Un’inno al Cilento, declamato più volte in quella che è la fiction del momento “Il Commissario Ricciardi” nato dalla penna del prolifico scrittore napoletano Maurizio de Giovanni, romanziere, saggista, sceneggiatore e drammaturgo, che ha dato vita anche ad altri grandi personaggi, ma che a questo in particolare ha legato il suo esordio, la sua passione per il giallo unito al noir. Al trentenne commissario di polizia, di nobili origini ma impiegato, senza alcun interesse per la posizione sociale e la carriera, presso la Squadra mobile della Regia Questura di Napoli, nel pieno regime fascista degli anni Trenta, l’autore ha dedicato una serie di romanzi.
La peculiarità del personaggio di Ricciardi, nato nel Cilento nel 1900 dai baroni di Malomonte e rimasto orfano fin da ragazzo, accudito dalla sua tata Rosa, cilentana di origini anch’ella, pronta a preparagli gustosi piatti della nostra tradizione culinaria dalla ciambotta alla zuppa di ceci fino alla pastiera, un anima introversa e malinconica, un uomo silenzioso e misterioso, come nel suo “dono”, in realtà una condanna, ossia ciò che lui definisce il Fatto: “Ricciardi – scrive De Giovanni – vedeva i morti. Non tutti e non a lungo: solo quelli morti violentemente, e per un periodo di tempo che rifletteva l’estrema emozione, l’energia improvvisa dell’ultimo pensiero.”
Ed è proprio nel Cilento, in cui De Giovanni, ha fatto nascere il “Commissario Ricciardi”, precisamente a Fortino, una piccolissima frazione di Casaletto Spartano, una collina a ridosso di Villammare. E’ il luogo dove ho maturato la mia passione per la pallanuoto, i primi amori e fatto le mie prime amicizie, – commentava De Giovanni qualche anno fa in un’intervista ad Antonietta Nicodemo di 105TV – ed alle quali sono legato ancora oggi” . Il noto scrittore napoletano è dall’età di nove anni che frequenta la costiera cilentana. Nel ’67 i genitori acquistarono una delle villette sul litorale di Villammare. “ Allora – ricorda – era un vero e proprio viaggio quello che affrontavamo per raggiungerla.

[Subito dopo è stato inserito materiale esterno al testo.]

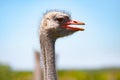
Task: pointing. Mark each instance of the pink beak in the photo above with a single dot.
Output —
(70, 24)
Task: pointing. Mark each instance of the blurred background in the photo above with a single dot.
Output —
(90, 55)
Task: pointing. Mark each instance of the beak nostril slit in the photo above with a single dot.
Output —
(75, 21)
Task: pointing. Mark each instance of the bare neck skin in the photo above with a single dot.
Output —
(48, 53)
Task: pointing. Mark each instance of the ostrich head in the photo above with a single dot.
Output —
(59, 24)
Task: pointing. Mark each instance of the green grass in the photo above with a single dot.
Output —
(6, 73)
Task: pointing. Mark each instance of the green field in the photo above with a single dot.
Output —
(6, 73)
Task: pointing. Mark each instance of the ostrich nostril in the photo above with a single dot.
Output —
(75, 21)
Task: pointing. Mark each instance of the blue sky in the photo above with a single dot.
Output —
(98, 46)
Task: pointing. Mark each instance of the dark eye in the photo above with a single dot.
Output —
(60, 20)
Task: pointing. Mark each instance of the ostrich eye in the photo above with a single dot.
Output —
(60, 20)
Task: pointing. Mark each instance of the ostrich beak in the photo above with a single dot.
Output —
(73, 25)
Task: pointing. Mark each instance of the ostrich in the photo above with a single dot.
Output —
(54, 24)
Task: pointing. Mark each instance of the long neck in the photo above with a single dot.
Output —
(48, 52)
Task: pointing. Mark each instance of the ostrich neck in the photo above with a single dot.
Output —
(48, 52)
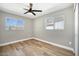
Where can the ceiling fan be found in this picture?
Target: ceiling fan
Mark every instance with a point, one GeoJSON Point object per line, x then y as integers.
{"type": "Point", "coordinates": [30, 10]}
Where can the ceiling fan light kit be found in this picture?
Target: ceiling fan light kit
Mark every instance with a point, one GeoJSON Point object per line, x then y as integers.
{"type": "Point", "coordinates": [30, 10]}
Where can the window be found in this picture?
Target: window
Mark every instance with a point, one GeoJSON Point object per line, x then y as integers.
{"type": "Point", "coordinates": [59, 25]}
{"type": "Point", "coordinates": [55, 23]}
{"type": "Point", "coordinates": [14, 24]}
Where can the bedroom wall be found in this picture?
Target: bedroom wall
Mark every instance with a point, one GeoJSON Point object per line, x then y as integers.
{"type": "Point", "coordinates": [10, 36]}
{"type": "Point", "coordinates": [62, 37]}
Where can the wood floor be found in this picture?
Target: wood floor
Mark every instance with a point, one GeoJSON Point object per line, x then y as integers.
{"type": "Point", "coordinates": [33, 47]}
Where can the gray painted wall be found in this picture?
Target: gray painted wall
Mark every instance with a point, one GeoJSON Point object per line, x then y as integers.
{"type": "Point", "coordinates": [62, 37]}
{"type": "Point", "coordinates": [78, 28]}
{"type": "Point", "coordinates": [9, 36]}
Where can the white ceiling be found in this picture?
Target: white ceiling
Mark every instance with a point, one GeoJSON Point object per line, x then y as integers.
{"type": "Point", "coordinates": [17, 8]}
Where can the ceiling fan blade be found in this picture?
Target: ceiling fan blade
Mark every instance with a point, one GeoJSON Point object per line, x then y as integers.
{"type": "Point", "coordinates": [33, 13]}
{"type": "Point", "coordinates": [25, 9]}
{"type": "Point", "coordinates": [25, 12]}
{"type": "Point", "coordinates": [31, 5]}
{"type": "Point", "coordinates": [37, 10]}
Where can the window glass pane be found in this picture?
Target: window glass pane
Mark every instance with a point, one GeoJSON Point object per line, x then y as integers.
{"type": "Point", "coordinates": [49, 27]}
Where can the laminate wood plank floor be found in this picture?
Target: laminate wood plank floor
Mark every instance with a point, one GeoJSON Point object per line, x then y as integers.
{"type": "Point", "coordinates": [33, 47]}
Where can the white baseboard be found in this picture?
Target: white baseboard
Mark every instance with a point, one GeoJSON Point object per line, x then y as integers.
{"type": "Point", "coordinates": [61, 46]}
{"type": "Point", "coordinates": [15, 41]}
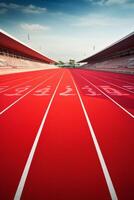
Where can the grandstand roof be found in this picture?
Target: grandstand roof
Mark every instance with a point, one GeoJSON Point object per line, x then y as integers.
{"type": "Point", "coordinates": [123, 44]}
{"type": "Point", "coordinates": [9, 42]}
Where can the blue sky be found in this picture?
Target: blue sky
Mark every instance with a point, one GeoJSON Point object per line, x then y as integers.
{"type": "Point", "coordinates": [67, 29]}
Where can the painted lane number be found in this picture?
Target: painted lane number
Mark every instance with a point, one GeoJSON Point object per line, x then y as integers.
{"type": "Point", "coordinates": [19, 91]}
{"type": "Point", "coordinates": [67, 92]}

L’autostrada terminava a Battipaglia, da quel punto in poi iniziava un interminabile percorso tra i paesi interni. Un tour tra diversi profumi che ricordo con nostalgia. D’inverno, in particolare, era inteso l’odore della terra bagnata dalla pioggia e della legna che bruciava nei camini. Le vacanze di Natale, Pasqua e quelle estive le trascorrevo con i miei genitori tutte in quella villetta, che resta per me l’unica vera casa.
E’ uno scrigno di ricordi, la culla della mia vita e anche dei miei figli. Anche loro sono legatissimi a questa terra, pure oggi che sono cresciuti e dei professionisti. I miei impegni non mi consentono di raggiungerlo spesso ma d’estate almeno una settimana mi rifugio a Villammare “- conclude . La nostra è una terra bellissima ma da troppo tempo umiliata e insultata e credo che ci sia bisogno anche di “atti”, come lo scriverne, anche solo accennando al Cilento, per far nascere la voglia, in colui che legge o assiste, di venire ad assaporare “fette” di questa terra.